We cannot give proper care, say doctors
Public clinic medics claim big workloads
Public clinic doctors say they are forced to provide 'second-class' care to patients because heavy workloads leave them with less than six minutes for each consultation.
Representatives of about 300 doctors working at outpatient clinics last week wrote to Hospital Authority chief executive Shane Solomon and chairman Anthony Wu Ting-yuk seeking more resources.
The doctors said they have only 5.6 minutes per consultation. They are demanding at least an average of eight minutes for each patient, a recommended consultation time for new cases by the College of Family Physicians.
A council member of the Public Doctors' Association, Michael Ho Hung-kwan, yesterday accused the authority of 'cheating the public'.
'The Hospital Authority always tells the public it wants to promote family medicine and holistic care.

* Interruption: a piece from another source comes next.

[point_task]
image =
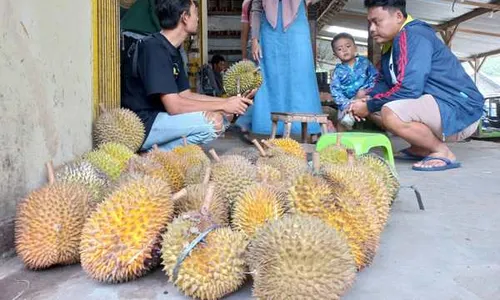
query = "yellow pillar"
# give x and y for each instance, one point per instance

These are all slogans. In reality, doctors cannot provide such services.
'The 5.6 minutes estimate assumes doctors do not need to go to the toilet. In fact, we are allowed only two or three minutes in some cases,' Dr Ho said.
The authority took over 74 general outpatient clinics from the Department of Health in 2003. The clinic doctors said the authority failed to give them adequate support as they had to face increasingly complicated cases.
Many chronically ill patients with multiple diseases who used to be treated in specialist clinics are now referred to the general clinics.
'In a very typical case, one doctor has to see a patient with hypertension, heart diseases, diabetes or lung diseases. Five minutes is too short for us to ask patients questions and explain their disease, not to mention picking up any mood problems,' Dr Ho said.
Dr Ho, of the Central Kowloon Health Centre, said computerisation also meant doctors spent more time inputting medical records and prescription forms.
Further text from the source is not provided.